This is where the difference lies. To bump up the power and torque figures of the 2179cc engine, Tata engineers had to strengthen the cylinder block, head, pistons, main bearings and fine-tune the injectors and the turbocharger. As a result, the 2.2-litre turbo-diesel engine now produces 153.8bhp and 400Nm of torque. Although power has gone up just 6bhp, the torque figure has increased by a massive 80Nm. Tata has mated this motor to a new 6-speed manual gearbox.
The improvements are apparent as soon as you start the car. The idle is quite smooth and vibrations are reduced too. You still experience turbo lag below 1800rpm but it doesn’t feel dead and even the turbo kicks in a pretty linear fashion. Tata has also employed shorter ratios on the new 6-speed gearbox which has reduced the number of gearshifts and has made the Storme less cumbersome at slow speeds. The additional power and a tall sixth gear also means that the Storme feels relaxed on the highway and at 100kph the engine is doing a meagre 2000rpm. The new 6-speed gearbox though a marked improvement over the older unit still feels a bit unpolished and transfers a fair amount of engine vibrations to your palm.

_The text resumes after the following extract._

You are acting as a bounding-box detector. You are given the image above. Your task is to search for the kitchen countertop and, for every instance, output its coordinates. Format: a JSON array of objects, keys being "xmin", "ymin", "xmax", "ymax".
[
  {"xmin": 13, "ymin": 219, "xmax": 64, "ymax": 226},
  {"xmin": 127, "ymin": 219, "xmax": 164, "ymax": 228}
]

Our VBOX timing gear confirmed the improvements and the Varicor 400 turned out to be faster than we expected. The 0-100kmph sprint took a scant 12.9 seconds which makes it more than a second faster than the old car. In-gear times are even better thanks to the shorter gearing with 20-80kmph in third taking 10.27 seconds (3.1sec faster) and 40-100kmph in fourth coming up in 12.26 seconds (2.2 seconds quicker).
What adds to the overall experience is the Safari’s pliant ride quality. At low speeds, the Safari can easily tackle the biggest of potholes without a fuss and even at high speeds it feels stable. There is more pitching as you go faster but it never gets to the point of feeling uncomfortable. The Safari feels comfortable when driven in a relaxed manner. It's only when you drive it briskly over a winding road that you are suddenly reminded of the Storme’s high centre of gravity. It rolls excessively and over a set of corners it rocks from side to side.
The Varicor 400 variant is available in both 4X2 and 4X4 form. The one we drove was the latter and it also came with a low range gearbox which makes it quite potent when the going gets tough. During our shoot, we did some light offroading and the Varicor 400 felt more than capable thanks to its improved powertrain and shorter gearing. Obviously, a vehicle like a Mahindra Thar will be much better in this respect but still the Safari didn’t disappoint considering its enormous size and weight.